DRAFT Online Offerings Recommendations

Posted by Thomas Burkholder on March 21st, 2013 — Posted in Recommendations


Recommendation to Increase Online Course offerings in Spring/Fall semesters

Recommend lifting the cap on online-only courses in the fall and spring to allow a one year trial with a maximum of 20 sections per semester online only courses (excluding online grad programs and non-credit courses.) Assessment of online delivery (in addition to the dept. instrument) for the courses is required and class sizes no larger than the comparable on-ground course.

Preference would be given to courses offered online which have an on-ground counterpart during the academic year for comparison.

For the purposes of this trial, a report on the learning outcomes (etc) will be required for online-courses. Suggested comparison to previous on-ground course using either departmental instrument or other similar tool.  Additional questions evaluating the online experience will be listed here.

Courses would still have to be approved by the dept. chair and the dean would have to winnow down the candidates to get to 20.

Trial would last one fall and one spring and results of assessment would be evaluated to determine future directions.

Additional Recommendations

No faculty should ever be forced to offer a course online and all course materials developed by a faculty member are the sole property of that faculty member.

Faculty new to online-only courses should have training with Instructional Design before teaching these courses.

An interactive online student training program aimed at students who have not previously taken online courses will be made available. This should help students to become familiar with the skills needed to be successful in an online course.

Online Course Assessment

All online courses should are subject to contractual and department guidelines regarding evaluation of courses.  The survey tool survey.ccsu.edu or other suitable method can be used to administer the department instrument.  Additional questions evaluating the online experience will be listed here and recommended for departments offering online courses.

Hybrid Courses

Hybrid courses are those that meet one of several definitions.  A course is hybrid if there is a reduction of on-ground class meeting times with the expectation that the online component will count for the remaining credit load.  This could be a 3 credit class that meets 1 day/week for 1:15 with the other half is online.  This could be a course that meets 3 days/week for :50 but carries 4 credits.  Courses that are listed as hybrid should not require more than 50% of the course be online.  A course is hybrid if there is a significant add-on component such as a required 3rd party homework/quiz system.
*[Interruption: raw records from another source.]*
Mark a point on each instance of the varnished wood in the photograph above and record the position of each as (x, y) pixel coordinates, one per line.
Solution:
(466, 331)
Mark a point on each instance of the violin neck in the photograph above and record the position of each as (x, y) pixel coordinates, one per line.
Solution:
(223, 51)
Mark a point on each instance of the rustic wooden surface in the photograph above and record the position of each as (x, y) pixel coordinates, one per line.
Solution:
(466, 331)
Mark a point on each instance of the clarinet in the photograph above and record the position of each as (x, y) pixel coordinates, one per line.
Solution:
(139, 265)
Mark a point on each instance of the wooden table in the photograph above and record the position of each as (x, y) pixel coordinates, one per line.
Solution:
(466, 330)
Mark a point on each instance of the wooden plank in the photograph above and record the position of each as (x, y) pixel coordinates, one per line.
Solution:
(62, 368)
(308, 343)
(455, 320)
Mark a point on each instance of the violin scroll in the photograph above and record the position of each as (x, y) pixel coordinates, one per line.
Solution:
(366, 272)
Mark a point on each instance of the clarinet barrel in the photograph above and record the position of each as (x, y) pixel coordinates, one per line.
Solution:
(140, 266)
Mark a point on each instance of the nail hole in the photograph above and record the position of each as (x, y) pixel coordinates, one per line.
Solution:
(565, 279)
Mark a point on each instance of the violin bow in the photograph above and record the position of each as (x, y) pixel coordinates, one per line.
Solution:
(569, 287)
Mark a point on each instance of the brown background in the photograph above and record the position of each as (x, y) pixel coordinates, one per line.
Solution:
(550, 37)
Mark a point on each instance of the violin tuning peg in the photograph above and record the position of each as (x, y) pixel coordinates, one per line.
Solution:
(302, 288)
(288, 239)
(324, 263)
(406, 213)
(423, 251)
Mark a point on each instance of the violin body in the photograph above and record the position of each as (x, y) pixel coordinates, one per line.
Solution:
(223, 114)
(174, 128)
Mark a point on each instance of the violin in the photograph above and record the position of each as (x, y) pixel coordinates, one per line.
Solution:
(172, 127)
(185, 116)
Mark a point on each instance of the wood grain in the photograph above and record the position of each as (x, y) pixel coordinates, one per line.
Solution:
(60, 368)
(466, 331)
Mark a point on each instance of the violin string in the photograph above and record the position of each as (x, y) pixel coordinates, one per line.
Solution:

In all cases, hybrid courses should be listed in the course offerings with the division of online/onground time made explicit.  For example a 3 credit 50/50 course would announce the on-ground meeting time (1 day/week for 1:15 in NC 22410) and the online meeting time (1:15/week ONLINE).  In no case should faculty simply announce at the beginning of classes that the course listed as MW 9:25-10:40 in LD 210 is actually a hybrid that meets once a week.


Comment by James Mulrooney

RE: Online assessment.
The Academic Assessment Committee (AAC) can assist in the creation of an instrument/guidelines for online assessment. I also would like to propose that the AAC review the assessments and report back to the campus community

Posted on March 22, 2013 at 11:23 am

Comment by Roger Bilisoly

4th paragraph of first section: “Courses would still have to be approved by the dept. chair and the dean would have to winnow down the candidates to get to 20.” It’s understood that “the dean” means the dean of Arts & Sciences? If not, how are these 20 classes apportioned to the different schools?

2nd paragraph of second section: “Faculty new to online-only courses should have training with Instructional Design before teaching these courses.” Before I first taught an online course here at Central, I was required to get training in Hartford. Although this was overly long, it was useful to me. I think that it would be pragmatic as a safeguard to require a teacher new to online-only teaching to contact ID and discuss with them what they plan to do. Then an informed decision could be made on feasibility and the need for training.

Finally, I did not realize before our last meeting that some hybrid courses are being offered in a stealthy manner. I like having the last section, which requires professors to make clear the nature of a course in the course catalog/online listing so students can choose classes in an informed way.

Posted on April 1, 2013 at 6:44 pm

Profile photo of Thomas Burkholder

Comment by Thomas Burkholder

Roger, Each dean, I believe, is given a quota. A&S gets 4 currently, and then 2 each from the other schools. This proposal would increase each dean’s quota proportionally.

Posted on April 1, 2013 at 7:46 pm

Comment by John Tully

Hello, all. Unfortunately, I will not be able to join you on Thursday owing to class schedules.

While all of this looks great, I would just recommend one thing. While it is a good idea that faculty can get some training for offering online courses, what prompted my addition to the committee was a sense that Instructional Design or some other entity may require faculty members to pass something before being allowed to teach online or a hybrid class. Any attempt to have someone other than faculty to determine the competency of a person to teach is a threat to academic freedom. I would suggest that we find a way to make that clear from the start.

Perhaps: Faculty new to online-only courses should have training with Instructional Design before teaching these courses. The purpose of this training would be to help the faculty member utilize the technology required, not to approve him or her to teach.